Debian definitely rejects such software, I assume the FSF/OSI would too, although they mostly concern themselves with licenses rather than actual software projects. In the past at least 3 times in different FSF/GNU projects, the FSF/GNU project has caused downstream GPL violations due to releases that were missing source code. Even minified JS without the original JS is not considered DFSG-free by Debian, even though it is extremely common these days. Debian applies this rule to all digital files, no matter whether they are programs or fonts or images or videos or other things. Some articles related to this topic:

http://www.inventati.org/frx/essays/softfrdm/whatissource.ht... https://b.mtjm.eu/source-code-data-fonts-free-distros.html https://wiki.freedesktop.org/www/Games/Upstream/#source http://compliance.guide/pristine

> programs written to compete in IOCCC

The main thing about source code is that downstream users be afforded equality of access to a work as the original author of a work. So if you can write an obfuscated program and realistically modify it yourself without hiding the real source code from users, then that is considered fine from the source code point of view. Of course it is a terrible way to write a program and should get modified to de-obfuscate everything, so more people can understand the code.

If you really want to blow your mind you can go all the way back to stage0[0].

A more practical depth would be to bootstrap with GNU Mes, which is a source based bootstrapping path, that begins with a tiny scheme interpreter (~5000 LOC of simple C) and a C compiler written in scheme that are mutually self-hosting.

These tools can compile a slightly patched version of TinyCC that is self-hosting. Using this C compiler you can bootstrap a bunch of gnutools (glibc, binutils, gcc) and using these tools you can bootstrap a full Guix Linux distro.

[0]: https://github.com/oriansj/stage0

It's great to see that more people are still working on this and that people have an interest.

If you are interested in this kind of thing, then you'll also want to check out LibreBoot[1] and Bootstrappable Builds[2]. The latter is working with stage0 [3] and mes [4] to bootstrap Guix (among other projects.) All of that is further down the chain, but we'll need it if we want to build trustworthy systems.

1. https://libreboot.org/

2. https://www.bootstrappable.org

3. https://github.com/oriansj/stage0/

4. https://www.gnu.org/software/mes/

Relevant github repository: https://github.com/oriansj/stage0

I'm very fascinated about these kinds of things, although I understand zero of it. I believe this folder has some magic:

https://github.com/oriansj/stage0/tree/master/stage0

>Are you referring to https://github.com/oriansj/stage0?

Yep, that's the one.

>More generally each language would need it’s own path from this basic assembler to a compiler implementing that language in C which doesn’t necessarily exist. While initial versions of the Rust compiler were written in C, more recent versions are self hosted and rely on the previous version. This goes for projects like LLVM too since it requires a c++14 compiler to start with.

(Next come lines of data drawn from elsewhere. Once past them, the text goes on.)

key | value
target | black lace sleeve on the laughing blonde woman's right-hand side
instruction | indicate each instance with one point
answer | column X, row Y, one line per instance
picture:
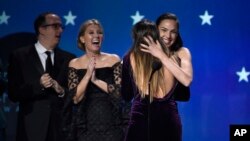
column 115, row 88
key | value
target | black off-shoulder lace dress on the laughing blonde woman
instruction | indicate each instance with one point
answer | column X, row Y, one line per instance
column 98, row 116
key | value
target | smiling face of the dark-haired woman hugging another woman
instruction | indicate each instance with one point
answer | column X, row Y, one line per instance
column 168, row 29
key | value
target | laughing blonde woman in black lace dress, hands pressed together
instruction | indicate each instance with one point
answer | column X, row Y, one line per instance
column 92, row 80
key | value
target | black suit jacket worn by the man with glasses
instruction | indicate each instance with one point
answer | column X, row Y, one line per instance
column 39, row 108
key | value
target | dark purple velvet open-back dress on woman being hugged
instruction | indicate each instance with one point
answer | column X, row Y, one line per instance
column 159, row 122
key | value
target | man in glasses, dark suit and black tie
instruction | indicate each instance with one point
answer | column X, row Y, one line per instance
column 38, row 90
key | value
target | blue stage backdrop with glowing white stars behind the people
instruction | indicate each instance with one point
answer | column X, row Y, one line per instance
column 217, row 32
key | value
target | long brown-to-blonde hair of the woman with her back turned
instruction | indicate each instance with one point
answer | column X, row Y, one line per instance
column 143, row 61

Sure. This part has largely been done for many languages, including Rust: https://guix.gnu.org/blog/2018/bootstrapping-rust/

...and there's a bootstrap path for the bottom of that graph all the way from Guix's (fairly minimal but not quite stage0 yet) bootstrap binaries. LLVM too; since you mentioned it and I was curious, here's the dependency graph of LLVM 9.0.1 on my system, in GraphViz and PDF formats:

https://terracrypt.net/upload/llvm.pdf https://terracrypt.net/upload/llvm.dot

(That's from `guix graph -t bag-with-origins [email protected]` on my laptop.)

It's my understanding that being bootstrappable in this way is a requirement for being included in upstream Guix, so generally everything that's available in Guix can be bootstrapped like this.

Now, what's not done yet is the path from stage0 to building the bootstrap binaries, but that's the eventual goal. The rest of it? It's not futile, it's done. Not all software is in Guix, but enough of it is that I'm typing this from a laptop running almost exclusively software from Guix.